Rearranging the product rule, we can derive the Bayes rule:

$P(y|x) = \frac{P(x|y)P(y)}{P(x)}$

This enables us to describe the probability of an event occuring based on prior knowledge of other events.

**Gaussian Distribution**

The Gaussian (or Normal) distribution is a very common continuous distribution that occurs naturally in nature. Because it is a valid probability density function, the area under the curve always sums to one. The Guassian is often used in machine learning because it is a byproduct of sampling any random distribution with finite variance. However, Bayes can also utilize different distributions, including Binomial and Multinomial.

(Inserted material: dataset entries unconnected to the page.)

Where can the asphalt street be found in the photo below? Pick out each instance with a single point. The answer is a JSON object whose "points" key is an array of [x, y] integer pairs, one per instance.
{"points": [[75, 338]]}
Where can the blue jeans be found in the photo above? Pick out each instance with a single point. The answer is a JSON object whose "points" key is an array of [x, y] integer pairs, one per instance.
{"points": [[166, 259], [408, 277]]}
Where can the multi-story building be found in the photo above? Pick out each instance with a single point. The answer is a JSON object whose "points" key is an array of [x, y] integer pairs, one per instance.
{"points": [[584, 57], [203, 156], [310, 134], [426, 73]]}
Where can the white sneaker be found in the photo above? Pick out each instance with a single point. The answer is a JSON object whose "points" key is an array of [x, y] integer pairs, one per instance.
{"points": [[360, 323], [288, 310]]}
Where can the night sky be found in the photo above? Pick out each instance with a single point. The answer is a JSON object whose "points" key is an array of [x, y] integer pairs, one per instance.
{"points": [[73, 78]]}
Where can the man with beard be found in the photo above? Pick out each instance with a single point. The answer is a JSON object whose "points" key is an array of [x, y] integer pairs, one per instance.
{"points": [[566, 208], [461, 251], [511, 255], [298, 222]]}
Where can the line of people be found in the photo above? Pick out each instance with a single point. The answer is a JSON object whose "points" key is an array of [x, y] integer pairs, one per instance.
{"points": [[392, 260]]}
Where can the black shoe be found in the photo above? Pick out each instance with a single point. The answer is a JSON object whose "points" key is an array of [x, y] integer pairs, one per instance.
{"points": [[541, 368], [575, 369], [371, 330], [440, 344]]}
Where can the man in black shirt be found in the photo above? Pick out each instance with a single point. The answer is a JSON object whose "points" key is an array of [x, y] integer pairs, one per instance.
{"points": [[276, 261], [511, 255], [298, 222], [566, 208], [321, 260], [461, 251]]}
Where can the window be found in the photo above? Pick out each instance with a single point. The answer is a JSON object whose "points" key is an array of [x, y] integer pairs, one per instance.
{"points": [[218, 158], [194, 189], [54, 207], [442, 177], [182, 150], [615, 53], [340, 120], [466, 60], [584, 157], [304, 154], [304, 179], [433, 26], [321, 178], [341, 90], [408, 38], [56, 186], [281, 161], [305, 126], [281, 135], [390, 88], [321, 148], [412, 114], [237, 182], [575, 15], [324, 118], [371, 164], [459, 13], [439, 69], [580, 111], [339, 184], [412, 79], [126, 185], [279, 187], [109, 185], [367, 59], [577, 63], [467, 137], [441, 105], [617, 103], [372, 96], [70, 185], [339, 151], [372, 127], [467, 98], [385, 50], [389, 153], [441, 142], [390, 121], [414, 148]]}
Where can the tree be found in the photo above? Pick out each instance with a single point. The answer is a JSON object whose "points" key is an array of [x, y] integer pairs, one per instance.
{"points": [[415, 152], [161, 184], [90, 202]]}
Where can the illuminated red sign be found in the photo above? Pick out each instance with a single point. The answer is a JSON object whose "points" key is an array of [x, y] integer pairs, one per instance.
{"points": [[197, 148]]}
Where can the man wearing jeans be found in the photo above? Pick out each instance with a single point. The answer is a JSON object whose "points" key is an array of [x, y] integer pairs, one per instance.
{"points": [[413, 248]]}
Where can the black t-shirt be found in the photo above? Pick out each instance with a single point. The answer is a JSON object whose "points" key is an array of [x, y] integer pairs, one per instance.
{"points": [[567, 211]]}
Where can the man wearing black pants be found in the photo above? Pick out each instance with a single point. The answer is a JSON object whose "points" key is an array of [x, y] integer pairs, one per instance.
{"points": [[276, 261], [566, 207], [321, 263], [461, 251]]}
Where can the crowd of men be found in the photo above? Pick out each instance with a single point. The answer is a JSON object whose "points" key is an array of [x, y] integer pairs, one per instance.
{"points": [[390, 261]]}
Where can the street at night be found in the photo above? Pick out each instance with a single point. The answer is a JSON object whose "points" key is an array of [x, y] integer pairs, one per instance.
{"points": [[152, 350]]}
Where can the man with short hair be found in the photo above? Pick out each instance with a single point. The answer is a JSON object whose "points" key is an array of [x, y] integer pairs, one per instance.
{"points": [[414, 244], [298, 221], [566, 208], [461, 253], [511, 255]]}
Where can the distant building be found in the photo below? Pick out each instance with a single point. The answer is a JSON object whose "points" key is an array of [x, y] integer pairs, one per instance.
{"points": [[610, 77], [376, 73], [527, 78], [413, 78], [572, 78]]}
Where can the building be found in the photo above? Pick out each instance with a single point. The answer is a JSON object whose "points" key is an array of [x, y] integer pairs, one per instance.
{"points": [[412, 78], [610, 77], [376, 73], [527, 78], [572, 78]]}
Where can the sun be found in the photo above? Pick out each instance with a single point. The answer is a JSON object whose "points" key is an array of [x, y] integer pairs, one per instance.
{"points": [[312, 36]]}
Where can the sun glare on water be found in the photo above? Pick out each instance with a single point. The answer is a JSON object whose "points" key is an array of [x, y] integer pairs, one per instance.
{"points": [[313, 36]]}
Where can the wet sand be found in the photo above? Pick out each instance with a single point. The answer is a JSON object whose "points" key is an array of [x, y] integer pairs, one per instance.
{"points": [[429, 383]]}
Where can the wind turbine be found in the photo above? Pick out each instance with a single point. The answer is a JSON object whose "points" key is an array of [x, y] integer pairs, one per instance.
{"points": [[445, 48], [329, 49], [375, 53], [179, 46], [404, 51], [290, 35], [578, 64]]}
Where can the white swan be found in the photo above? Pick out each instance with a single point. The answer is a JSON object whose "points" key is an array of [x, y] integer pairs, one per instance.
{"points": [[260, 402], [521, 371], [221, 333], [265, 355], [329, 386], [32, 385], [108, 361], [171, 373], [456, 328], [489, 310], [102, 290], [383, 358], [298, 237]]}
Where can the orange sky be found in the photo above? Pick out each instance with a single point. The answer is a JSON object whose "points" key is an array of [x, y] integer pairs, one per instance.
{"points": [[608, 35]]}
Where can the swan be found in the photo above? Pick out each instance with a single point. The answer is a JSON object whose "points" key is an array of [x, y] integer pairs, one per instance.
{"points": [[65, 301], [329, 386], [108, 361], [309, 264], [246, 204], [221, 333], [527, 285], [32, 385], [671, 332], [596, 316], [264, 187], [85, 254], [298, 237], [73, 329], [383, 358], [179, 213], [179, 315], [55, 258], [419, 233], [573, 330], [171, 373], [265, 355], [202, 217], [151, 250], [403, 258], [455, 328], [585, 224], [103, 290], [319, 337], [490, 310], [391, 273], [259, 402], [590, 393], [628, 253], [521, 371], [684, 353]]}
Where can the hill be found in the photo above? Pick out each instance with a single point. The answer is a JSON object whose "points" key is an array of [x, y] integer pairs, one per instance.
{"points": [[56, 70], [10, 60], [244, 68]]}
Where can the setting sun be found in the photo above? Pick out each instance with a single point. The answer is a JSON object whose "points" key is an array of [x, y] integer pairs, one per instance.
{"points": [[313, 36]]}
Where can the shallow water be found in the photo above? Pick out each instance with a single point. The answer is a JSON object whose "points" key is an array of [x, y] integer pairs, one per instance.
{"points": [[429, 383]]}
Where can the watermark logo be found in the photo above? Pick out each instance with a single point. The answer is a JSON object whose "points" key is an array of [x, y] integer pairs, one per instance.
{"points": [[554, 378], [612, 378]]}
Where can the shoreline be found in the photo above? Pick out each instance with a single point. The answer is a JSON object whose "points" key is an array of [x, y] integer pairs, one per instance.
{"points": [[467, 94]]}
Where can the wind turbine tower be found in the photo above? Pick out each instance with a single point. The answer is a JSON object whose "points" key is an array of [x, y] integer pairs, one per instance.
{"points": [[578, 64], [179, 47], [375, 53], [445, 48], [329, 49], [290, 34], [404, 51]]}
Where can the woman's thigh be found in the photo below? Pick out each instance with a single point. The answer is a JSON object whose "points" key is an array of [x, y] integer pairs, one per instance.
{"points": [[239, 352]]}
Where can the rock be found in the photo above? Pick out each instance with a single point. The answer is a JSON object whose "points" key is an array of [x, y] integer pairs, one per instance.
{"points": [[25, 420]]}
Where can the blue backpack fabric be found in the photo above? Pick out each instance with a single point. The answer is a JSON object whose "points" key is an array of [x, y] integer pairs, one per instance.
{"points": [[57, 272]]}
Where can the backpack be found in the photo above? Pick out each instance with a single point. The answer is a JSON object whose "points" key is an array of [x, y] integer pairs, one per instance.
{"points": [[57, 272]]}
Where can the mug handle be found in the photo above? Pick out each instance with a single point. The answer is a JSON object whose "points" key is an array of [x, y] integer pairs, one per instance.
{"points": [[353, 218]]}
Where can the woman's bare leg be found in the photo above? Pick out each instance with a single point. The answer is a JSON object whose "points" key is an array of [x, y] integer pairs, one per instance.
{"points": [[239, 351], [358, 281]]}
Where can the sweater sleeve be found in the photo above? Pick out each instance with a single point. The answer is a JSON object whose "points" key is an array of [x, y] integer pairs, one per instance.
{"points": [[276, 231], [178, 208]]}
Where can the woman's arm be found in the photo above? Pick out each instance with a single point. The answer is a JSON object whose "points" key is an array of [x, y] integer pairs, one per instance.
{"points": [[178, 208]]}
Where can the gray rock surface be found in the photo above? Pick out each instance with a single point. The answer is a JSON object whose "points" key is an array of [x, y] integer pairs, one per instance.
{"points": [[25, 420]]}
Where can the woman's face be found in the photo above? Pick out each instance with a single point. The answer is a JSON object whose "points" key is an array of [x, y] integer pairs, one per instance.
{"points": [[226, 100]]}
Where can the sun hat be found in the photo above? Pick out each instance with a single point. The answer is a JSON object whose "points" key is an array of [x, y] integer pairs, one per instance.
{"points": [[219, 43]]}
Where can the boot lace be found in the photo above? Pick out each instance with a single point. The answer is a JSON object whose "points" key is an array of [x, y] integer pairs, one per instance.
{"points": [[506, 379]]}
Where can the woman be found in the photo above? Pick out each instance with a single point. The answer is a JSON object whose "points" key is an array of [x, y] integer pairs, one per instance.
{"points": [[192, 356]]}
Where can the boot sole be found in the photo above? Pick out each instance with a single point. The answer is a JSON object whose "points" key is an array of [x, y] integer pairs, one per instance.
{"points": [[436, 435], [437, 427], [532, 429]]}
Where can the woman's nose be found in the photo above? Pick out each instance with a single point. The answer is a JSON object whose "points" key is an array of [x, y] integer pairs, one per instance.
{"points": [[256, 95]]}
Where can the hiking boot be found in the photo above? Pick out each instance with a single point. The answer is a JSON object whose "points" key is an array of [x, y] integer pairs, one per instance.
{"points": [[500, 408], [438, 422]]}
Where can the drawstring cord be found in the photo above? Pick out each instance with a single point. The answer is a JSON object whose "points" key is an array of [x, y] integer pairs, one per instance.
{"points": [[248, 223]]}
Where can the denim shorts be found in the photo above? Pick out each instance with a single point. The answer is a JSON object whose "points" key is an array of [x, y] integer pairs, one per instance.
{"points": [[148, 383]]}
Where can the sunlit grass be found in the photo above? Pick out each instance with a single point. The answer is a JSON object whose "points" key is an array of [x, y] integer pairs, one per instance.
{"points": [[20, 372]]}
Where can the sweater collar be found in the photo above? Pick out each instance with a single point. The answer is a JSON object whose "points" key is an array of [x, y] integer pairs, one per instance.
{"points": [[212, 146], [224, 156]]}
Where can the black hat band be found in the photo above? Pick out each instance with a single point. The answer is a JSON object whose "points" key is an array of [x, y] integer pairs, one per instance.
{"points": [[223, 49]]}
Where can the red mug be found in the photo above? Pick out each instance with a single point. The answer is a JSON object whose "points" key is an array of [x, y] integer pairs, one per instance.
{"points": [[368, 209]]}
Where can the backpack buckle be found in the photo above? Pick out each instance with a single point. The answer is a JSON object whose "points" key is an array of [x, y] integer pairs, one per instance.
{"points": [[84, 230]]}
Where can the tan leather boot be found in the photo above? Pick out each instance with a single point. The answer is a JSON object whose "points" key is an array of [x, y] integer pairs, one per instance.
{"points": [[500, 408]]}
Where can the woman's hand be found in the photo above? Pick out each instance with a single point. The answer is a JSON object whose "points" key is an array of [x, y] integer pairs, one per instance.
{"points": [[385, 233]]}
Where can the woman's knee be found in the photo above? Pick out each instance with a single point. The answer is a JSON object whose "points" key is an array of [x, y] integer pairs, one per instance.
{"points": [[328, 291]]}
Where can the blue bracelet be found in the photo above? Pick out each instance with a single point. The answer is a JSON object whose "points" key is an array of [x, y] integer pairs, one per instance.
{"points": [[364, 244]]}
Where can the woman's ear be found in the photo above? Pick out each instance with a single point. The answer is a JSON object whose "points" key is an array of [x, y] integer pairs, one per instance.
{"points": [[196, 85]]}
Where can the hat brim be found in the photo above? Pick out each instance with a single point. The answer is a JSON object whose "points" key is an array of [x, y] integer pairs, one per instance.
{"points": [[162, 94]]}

$N(x|\mu, \sigma^2) = \frac{1}{\sqrt{2\pi\sigma^2}}e^{-\frac{(x-\mu)^2}{2\sigma^2}}$

Bayesian inference is the process of adjusting the probability of a hypothesis as new evidence becomes available. This involves:

* Obtaining a prior hypothesis (distribution) $P(H)$
* Collecting of new data $E$ with a marginal likelihood $P(E)$
* Calculating the likelihood, i.e. how compatible the new data is to our prior knowledge of existing data $P(E|H)$
* Obtaining a posterior, i.e. the probability of our hypothesis $P(H|E) = \frac{P(E|H)*P(H)}{P(E)}$

The likelihood is calculated by plugging the new data into a guassian equation, which is defined by the $\mu$ and $\sigma$ of the original data.

The goal is to maximize the posterior distribution, i.e. select the $H$ which maximizes $\frac{P(E|H)*P(H)}{P(E)}$. Notice that the denominator can be ignored, leaving only the numerator. This is called the maximum a posteriori aka MAP.

Naive Bayes is "naive" because it assumes that, when $x$ is a vector with multiple features, that all features are conditionally independent. This enables us to make a simplification in our calculations.